Die Anfänge der Müllverbrennung in Deutschland

Müll gibt es seit jeher

Beitrag von Dr. Sebastian Kasper Deutsches Museum München

Provokant heißt es in einem Artikel der Agramer Zeitung vom 19. 02. 1897: „Man fragt sich dem gegenüber unwillkürlich, stehen wir nicht auf diesem Gebiet, aus purer Bequemlichkeit und bloßem Mangel an Initiative, weit gegen die englischen Gemeinden zurück?“ [1]. Dass ein Autor im 19. Jahrhundert den eigenen Rückstand gegenüber der Weltmacht England beklagte, scheint wenig verwunderlich. Interessant ist jedoch, für welches „Gebiet“ er die eigene Rückständigkeit diagnostizierte: Die Müllbeseitigung. Ein Thema, das vermutlich die wenigsten mit der Pionierleistung Großbritanniens in Verbindung gebracht hätten.

Die Problematik der Müllentsorgung verfolgt die Menschheit seit ihrer Sesshaftwerdung, wurde jedoch durch das Bevölkerungswachstum und die Urbanisierung in Folge der Industrialisierung massiv verschärft. Im oben zitierten Artikel heißt es hierzu: „Eine communale Verwaltungsfrage, deren Wichtigkeit mit der Bevölkerungszunahme steigt, und die in vielen Großstädten heute zu den dringendsten und schwierigsten Forderungen der Hygiene gehört, ist die Beseitigung der massenhaften Abfälle und Abgänge, die in den Wohnungen vieler Tausende von Menschen täglich erzeugt werden.“ Das bis dahin übliche Vorgehen, den Abfall einfach „vors Stadtthor“ zu fahren, stieß an seine logistischen Grenzen, verpestete „auf Kilometer die Luft mit empörendem Gestank“ und war auch eine ernsthafte Gesundheitsgefahr.

Die britische Lösung kommt nach Deutschland

In Großbritannien versuchte man dieses Problem zu lösen, indem man seit den 1870er-Jahren begann, großtechnische „Müllverbrennungsanstalten“ zu bauen. Um 1900 gab es schon weit über 100 Anlagen, davon allein in London 14 Stück. In Deutschland verlief die Entwicklung etwas schleppender, auch wenn diese Technik zunächst begeisterte Nachahmer fand. Die erste Anlage wurde in Hamburg nach einer verheerenden Choleraepidemie in den 1890er-Jahren errichtet; weitere folgten in Kiel, Wiesbaden, Frankfurt a. M. und anderen Städten.

In Süddeutschland wurde die erste Müllverbrennungsanlage 1911 in Fürth gebaut.

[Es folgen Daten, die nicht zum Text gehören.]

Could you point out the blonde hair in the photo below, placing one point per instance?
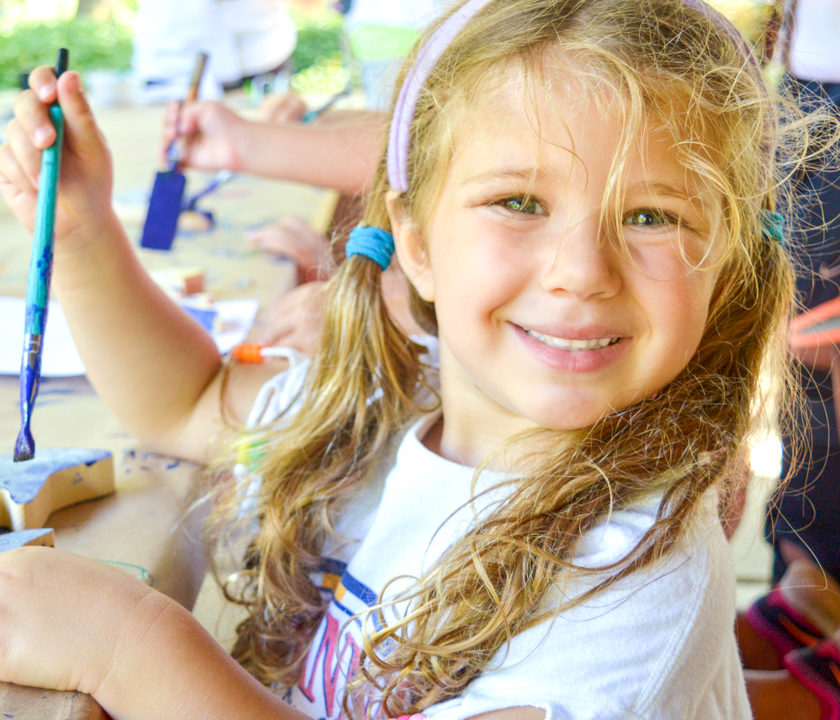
(668, 62)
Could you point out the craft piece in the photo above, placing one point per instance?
(23, 703)
(58, 477)
(40, 536)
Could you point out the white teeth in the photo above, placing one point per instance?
(565, 344)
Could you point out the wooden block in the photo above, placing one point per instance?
(179, 281)
(40, 536)
(23, 703)
(53, 479)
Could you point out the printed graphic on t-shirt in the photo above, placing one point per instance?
(336, 646)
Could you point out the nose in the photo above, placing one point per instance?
(580, 261)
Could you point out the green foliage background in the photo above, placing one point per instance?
(96, 44)
(93, 44)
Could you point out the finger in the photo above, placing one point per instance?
(15, 186)
(43, 84)
(33, 117)
(79, 122)
(23, 162)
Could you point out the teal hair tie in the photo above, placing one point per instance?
(773, 225)
(372, 242)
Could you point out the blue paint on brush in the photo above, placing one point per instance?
(24, 482)
(40, 273)
(19, 538)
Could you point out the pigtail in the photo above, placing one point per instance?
(362, 386)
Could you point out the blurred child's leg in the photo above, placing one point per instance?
(777, 695)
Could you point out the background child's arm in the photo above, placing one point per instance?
(339, 150)
(69, 623)
(155, 367)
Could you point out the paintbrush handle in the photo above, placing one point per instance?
(40, 266)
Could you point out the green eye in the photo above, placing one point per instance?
(524, 204)
(649, 218)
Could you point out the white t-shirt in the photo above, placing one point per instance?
(814, 51)
(658, 645)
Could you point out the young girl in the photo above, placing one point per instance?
(583, 196)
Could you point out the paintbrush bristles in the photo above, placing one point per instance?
(25, 445)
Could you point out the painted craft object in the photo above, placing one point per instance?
(168, 189)
(40, 272)
(57, 478)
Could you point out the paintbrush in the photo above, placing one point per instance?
(168, 189)
(40, 272)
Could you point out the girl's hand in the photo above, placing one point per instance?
(207, 131)
(86, 180)
(65, 620)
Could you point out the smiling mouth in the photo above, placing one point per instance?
(567, 344)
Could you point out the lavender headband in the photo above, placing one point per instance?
(430, 53)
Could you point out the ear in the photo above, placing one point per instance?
(410, 248)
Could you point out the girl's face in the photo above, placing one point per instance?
(544, 319)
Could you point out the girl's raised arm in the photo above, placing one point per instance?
(156, 368)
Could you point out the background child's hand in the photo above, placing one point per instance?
(209, 131)
(63, 618)
(285, 107)
(86, 179)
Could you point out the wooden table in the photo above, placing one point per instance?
(142, 528)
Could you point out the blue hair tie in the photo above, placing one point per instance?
(372, 242)
(773, 225)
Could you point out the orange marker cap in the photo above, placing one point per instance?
(248, 352)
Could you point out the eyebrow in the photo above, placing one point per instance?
(660, 188)
(505, 173)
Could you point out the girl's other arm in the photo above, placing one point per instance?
(68, 623)
(153, 365)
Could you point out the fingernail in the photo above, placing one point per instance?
(41, 135)
(45, 92)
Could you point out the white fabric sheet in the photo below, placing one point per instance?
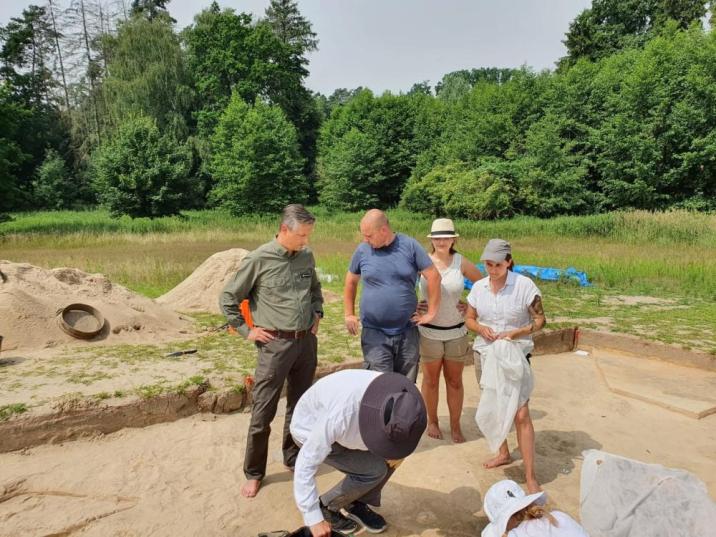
(622, 497)
(506, 385)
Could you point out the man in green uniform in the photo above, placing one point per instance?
(279, 280)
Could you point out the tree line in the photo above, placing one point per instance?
(106, 102)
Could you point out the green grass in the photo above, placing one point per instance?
(671, 255)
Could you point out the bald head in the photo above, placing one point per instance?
(374, 218)
(375, 228)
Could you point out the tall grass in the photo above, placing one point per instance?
(634, 227)
(671, 253)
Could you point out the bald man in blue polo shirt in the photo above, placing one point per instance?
(389, 264)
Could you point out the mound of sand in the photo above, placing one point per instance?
(200, 290)
(30, 298)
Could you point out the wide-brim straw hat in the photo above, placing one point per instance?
(442, 228)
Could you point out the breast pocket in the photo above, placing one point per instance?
(274, 285)
(303, 279)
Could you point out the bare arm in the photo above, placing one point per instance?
(432, 275)
(350, 289)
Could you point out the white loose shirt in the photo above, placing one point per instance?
(326, 413)
(452, 284)
(506, 310)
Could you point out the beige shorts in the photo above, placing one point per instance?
(456, 350)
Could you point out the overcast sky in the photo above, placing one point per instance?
(391, 44)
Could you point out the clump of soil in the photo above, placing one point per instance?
(31, 298)
(201, 289)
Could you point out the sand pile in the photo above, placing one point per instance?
(30, 298)
(200, 290)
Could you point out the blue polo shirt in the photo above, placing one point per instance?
(389, 275)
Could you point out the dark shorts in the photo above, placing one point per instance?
(399, 353)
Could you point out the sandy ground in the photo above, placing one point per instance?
(183, 478)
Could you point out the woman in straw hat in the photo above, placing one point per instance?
(444, 344)
(512, 513)
(505, 309)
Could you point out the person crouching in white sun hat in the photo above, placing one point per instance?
(512, 513)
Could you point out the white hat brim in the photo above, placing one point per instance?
(497, 528)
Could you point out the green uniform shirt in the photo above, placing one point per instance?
(283, 289)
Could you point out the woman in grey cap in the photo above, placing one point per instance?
(444, 344)
(507, 306)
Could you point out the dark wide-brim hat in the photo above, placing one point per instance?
(392, 416)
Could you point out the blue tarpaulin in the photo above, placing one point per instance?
(543, 273)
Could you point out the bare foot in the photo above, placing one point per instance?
(434, 431)
(250, 488)
(457, 437)
(533, 486)
(499, 460)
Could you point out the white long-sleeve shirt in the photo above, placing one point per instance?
(326, 413)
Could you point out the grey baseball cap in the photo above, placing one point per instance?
(496, 250)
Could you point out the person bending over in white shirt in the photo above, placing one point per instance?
(362, 423)
(512, 513)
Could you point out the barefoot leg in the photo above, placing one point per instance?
(502, 457)
(526, 442)
(250, 488)
(455, 395)
(431, 390)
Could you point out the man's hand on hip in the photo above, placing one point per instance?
(316, 322)
(259, 334)
(352, 324)
(425, 318)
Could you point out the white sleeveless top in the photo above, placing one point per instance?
(451, 288)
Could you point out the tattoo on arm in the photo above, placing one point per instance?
(537, 313)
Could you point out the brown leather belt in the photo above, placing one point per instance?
(283, 334)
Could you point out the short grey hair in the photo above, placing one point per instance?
(295, 215)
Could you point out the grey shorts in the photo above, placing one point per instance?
(456, 350)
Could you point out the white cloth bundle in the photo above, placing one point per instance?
(506, 384)
(622, 497)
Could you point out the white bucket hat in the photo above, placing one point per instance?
(504, 499)
(442, 228)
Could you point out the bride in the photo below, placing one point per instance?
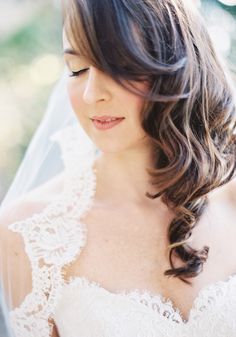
(129, 229)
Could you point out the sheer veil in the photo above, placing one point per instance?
(42, 160)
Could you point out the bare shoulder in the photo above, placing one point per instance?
(217, 229)
(32, 201)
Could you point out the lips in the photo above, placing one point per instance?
(106, 118)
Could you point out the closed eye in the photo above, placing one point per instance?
(77, 73)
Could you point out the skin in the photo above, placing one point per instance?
(126, 149)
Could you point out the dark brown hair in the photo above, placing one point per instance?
(190, 111)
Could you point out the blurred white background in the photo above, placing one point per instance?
(31, 62)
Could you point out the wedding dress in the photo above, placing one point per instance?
(82, 307)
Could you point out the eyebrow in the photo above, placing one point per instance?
(71, 52)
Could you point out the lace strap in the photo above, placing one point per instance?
(54, 238)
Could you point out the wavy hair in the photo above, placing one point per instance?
(190, 109)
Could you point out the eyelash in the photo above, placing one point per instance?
(77, 73)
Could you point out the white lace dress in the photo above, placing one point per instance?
(83, 308)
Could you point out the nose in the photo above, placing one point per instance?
(95, 88)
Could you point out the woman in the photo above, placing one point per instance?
(136, 236)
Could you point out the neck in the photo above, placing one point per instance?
(122, 176)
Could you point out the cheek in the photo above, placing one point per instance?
(74, 95)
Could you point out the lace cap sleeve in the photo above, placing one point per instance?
(55, 236)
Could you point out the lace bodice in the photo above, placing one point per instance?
(55, 237)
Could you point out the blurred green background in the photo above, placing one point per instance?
(31, 62)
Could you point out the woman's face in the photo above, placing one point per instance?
(94, 94)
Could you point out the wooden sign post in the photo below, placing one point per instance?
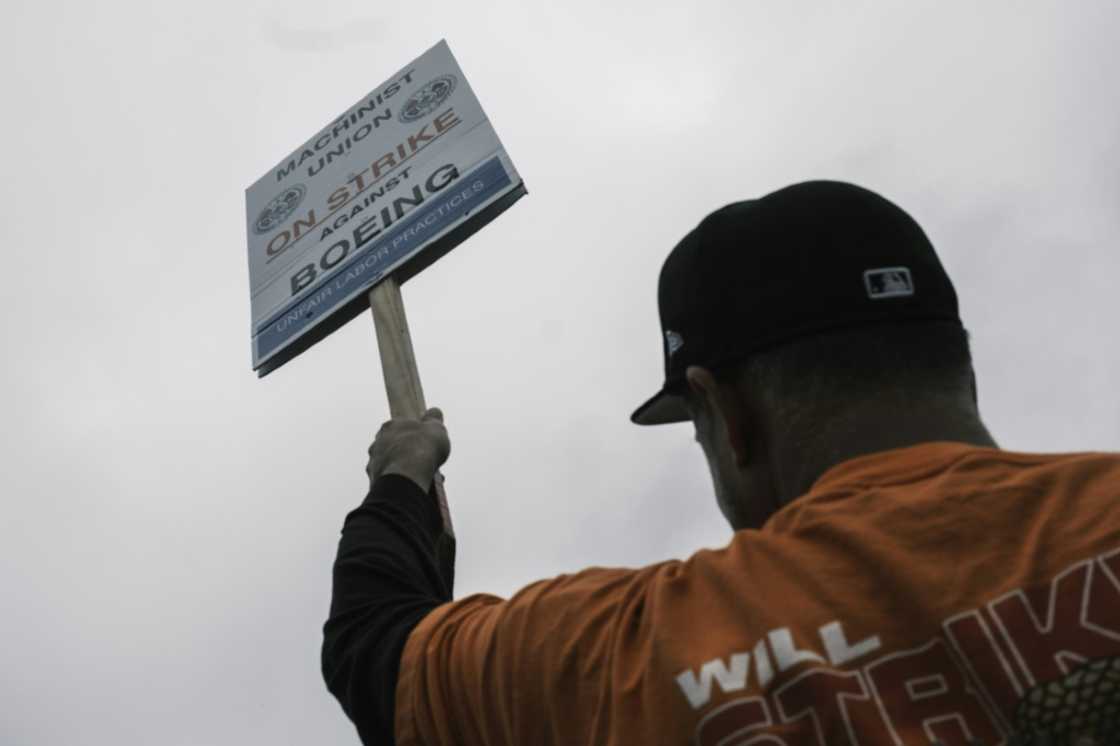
(399, 367)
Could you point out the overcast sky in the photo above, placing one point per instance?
(170, 520)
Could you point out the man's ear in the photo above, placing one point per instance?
(721, 402)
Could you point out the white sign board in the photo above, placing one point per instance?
(412, 167)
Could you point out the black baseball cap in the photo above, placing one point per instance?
(810, 258)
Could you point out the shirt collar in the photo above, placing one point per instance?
(895, 466)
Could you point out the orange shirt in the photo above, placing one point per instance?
(938, 591)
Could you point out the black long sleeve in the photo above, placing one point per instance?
(394, 565)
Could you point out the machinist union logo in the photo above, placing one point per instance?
(278, 211)
(428, 98)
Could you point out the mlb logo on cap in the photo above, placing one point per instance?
(888, 282)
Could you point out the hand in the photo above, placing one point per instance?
(412, 448)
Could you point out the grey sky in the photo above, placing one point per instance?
(170, 520)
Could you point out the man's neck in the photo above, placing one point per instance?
(861, 432)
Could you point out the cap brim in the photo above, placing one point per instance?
(664, 408)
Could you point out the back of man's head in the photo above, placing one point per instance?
(824, 374)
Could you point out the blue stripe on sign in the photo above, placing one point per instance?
(366, 267)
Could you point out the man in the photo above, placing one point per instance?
(894, 577)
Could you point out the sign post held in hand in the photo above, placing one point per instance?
(399, 367)
(374, 197)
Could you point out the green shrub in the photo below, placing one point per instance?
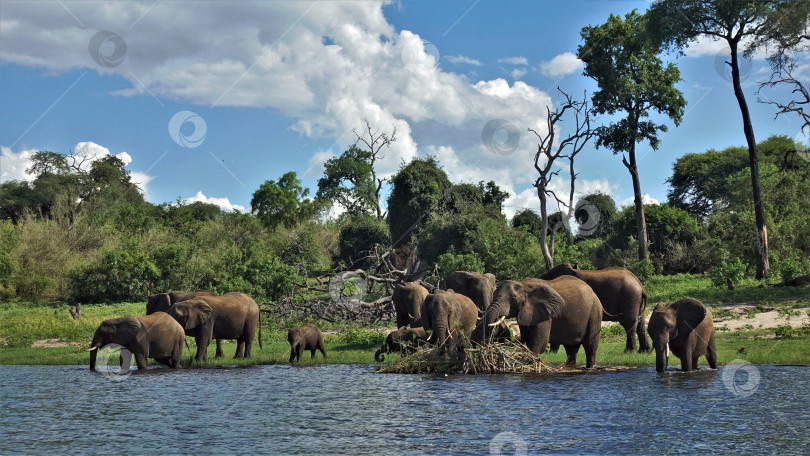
(452, 261)
(644, 270)
(732, 269)
(119, 275)
(792, 265)
(360, 234)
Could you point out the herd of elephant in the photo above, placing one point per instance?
(564, 307)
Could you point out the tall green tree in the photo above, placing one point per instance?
(623, 59)
(416, 190)
(680, 22)
(283, 202)
(348, 181)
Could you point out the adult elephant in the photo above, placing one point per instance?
(230, 316)
(156, 336)
(408, 298)
(684, 328)
(478, 287)
(563, 311)
(446, 314)
(622, 295)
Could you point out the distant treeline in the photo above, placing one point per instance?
(82, 232)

Zur Eröffnung verkündete das technische Betriebsamt der Stadt selbstbewusst: „Somit hat die Stadt Fürth, dank der fortschrittlich gesinnten Stadtverwaltung […] wieder einen Schritt vorwärts getan, um gesünder zu werden nach innen und außen. Es ist vom Standpunkt der Volksgesundheit nur zu wünschen, daß sich auch anderer Städte bei Zeiten ein solches Vorbeugungs- und Linderungsmittel gegen ihre gemeinsame unvermeidliche Krankheit – den Unrat – verschreiben.“ [4, S. 24].

Wirtschaftlichkeit bestimmt die Methode

Müllverbrennung wurde also mit Fortschritt und Hygiene assoziiert. Dennoch ebbte die anfängliche Euphorie bald ab. Seit den 1910er-Jahren wurden mehr Anlagen stillgelegt als neu gebaut. Das lag auch daran, dass die Technik nicht so effizient wie erwartet funktionierte und hohe Kosten im Betrieb zur Folge hatte. Ob es wirklich an der besonders schlechten Qualität des deutschen Mülls lag, wie damals oft zu lesen war, sei dahingestellt. Obwohl auch schon die frühen Anlagen die Wärme entweder direkt zur Raumheizung verwerteten oder damit Elektrizität erzeugten, war die Deponierung von Müll schlussendlich einfach wirtschaftlicher als dessen thermische Nutzung. Anfang der 1950er-Jahre waren nur noch zwei Müllverbrennungsanlagen in Deutschland in Betrieb. Als sich die Anlagentechnik jedoch weiterentwickelt hatte und ab den 1960er-Jahren die Abfallmenge durch den Massenwohlstand stark wuchs und die Deponiekosten – nicht zuletzt durch Umweltauflagen – stiegen kam es zu einem Comeback der Müllverbrennung.